La base lunare è abitata da un unico umano, Sam Bell, con un contratto triennale con la Lunar. Nel suo compito di supervisore, Sam, che non può comunicare direttamente con la Terra, per via di un'”avaria” al satellite di trasmissione, è aiutato da GERTY, il computer che controlla la stazione e che interagisce con Sam mediante alcuni alter-ego robotici che circolano nella base e che sono anche in grado di utilizzare dei complessi manipolatori.

Arrivato alla scadenza del suo contratto triennale, però, Sam comincia a sentirsi debole e a soffrire di allucinazioni, il  suo stato “alterato”, lo porterà a commettere errori fino ad un grave incidente col suo rover occorsogli mentre si dirigeva verso uno dei raccoglitori. Dopo l’incidente Sam si risveglierà nell’infermeria della base in preda ad una lieve amnesia ed è da qui che ha inizio  la storia ; è da qui che il povero Sam comincia a capire che la sua vita, il suo contratto, il suo universo è in realtà solo una squallida messa in scena.

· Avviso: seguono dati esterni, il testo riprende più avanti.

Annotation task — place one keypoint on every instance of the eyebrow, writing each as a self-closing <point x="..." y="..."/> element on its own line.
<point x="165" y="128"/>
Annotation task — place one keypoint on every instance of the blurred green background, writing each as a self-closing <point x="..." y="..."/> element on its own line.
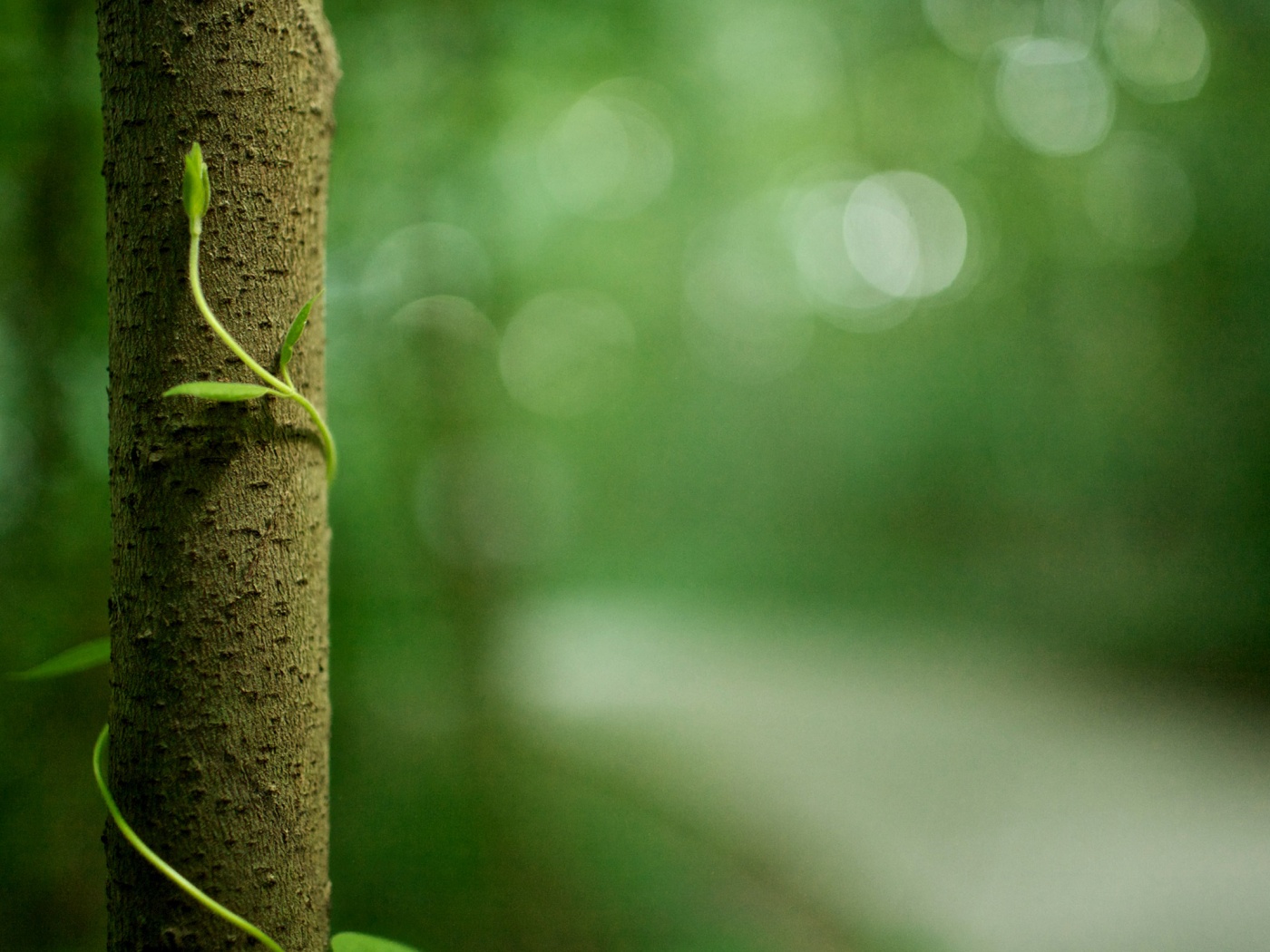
<point x="705" y="370"/>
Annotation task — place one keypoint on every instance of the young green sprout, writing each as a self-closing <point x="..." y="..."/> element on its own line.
<point x="197" y="194"/>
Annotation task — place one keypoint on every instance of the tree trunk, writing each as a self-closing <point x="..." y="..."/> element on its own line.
<point x="219" y="714"/>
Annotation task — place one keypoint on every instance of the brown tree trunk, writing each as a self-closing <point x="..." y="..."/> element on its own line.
<point x="219" y="714"/>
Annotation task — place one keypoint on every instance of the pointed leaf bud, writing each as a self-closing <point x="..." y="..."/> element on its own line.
<point x="197" y="187"/>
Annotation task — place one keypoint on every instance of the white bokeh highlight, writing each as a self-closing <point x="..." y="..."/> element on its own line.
<point x="1054" y="97"/>
<point x="606" y="156"/>
<point x="1158" y="47"/>
<point x="904" y="234"/>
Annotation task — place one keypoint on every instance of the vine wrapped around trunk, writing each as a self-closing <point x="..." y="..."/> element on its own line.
<point x="219" y="714"/>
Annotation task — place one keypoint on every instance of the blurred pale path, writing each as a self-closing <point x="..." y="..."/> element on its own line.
<point x="991" y="802"/>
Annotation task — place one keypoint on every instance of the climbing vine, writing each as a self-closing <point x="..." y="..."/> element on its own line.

Non andrò oltre con la storia per non rovinare la sorpresa a chi il film non l’avesse visto, non posso fare a meno di dire, tuttavia, che Moon è una delle più belle pellicole di Scence Fiction degli ultimi anni. Nessun badget stratosferico, effetti speciali ridotti all’osso con un ritorno ai classici modellini, cast composto da un solo attore ma una storia solida e che fa riflettere. Un film con un forte sapore anni ’70, con tanti riferimenti ai romanzi di Clarke e alle pellicole della classic Science Fiction, come 2001 Odissea nello Spazio o Alien; unico neo, forse il film è un po’ lento, sopratutto sul finale, ma questo potrebbe anche essere un pregio.

Il lavoro fatto dal regista Duncan Jones (figlio del più noto David Bowie) nel suo primo lungometraggio, realizzato nel 2009, merita davvero di essere visto; mi spiace solo di aver rimandato la visione di questo piccolo capolavoro per vedere quella vaccata dell’ultima stagione e mezza di Babylon 5.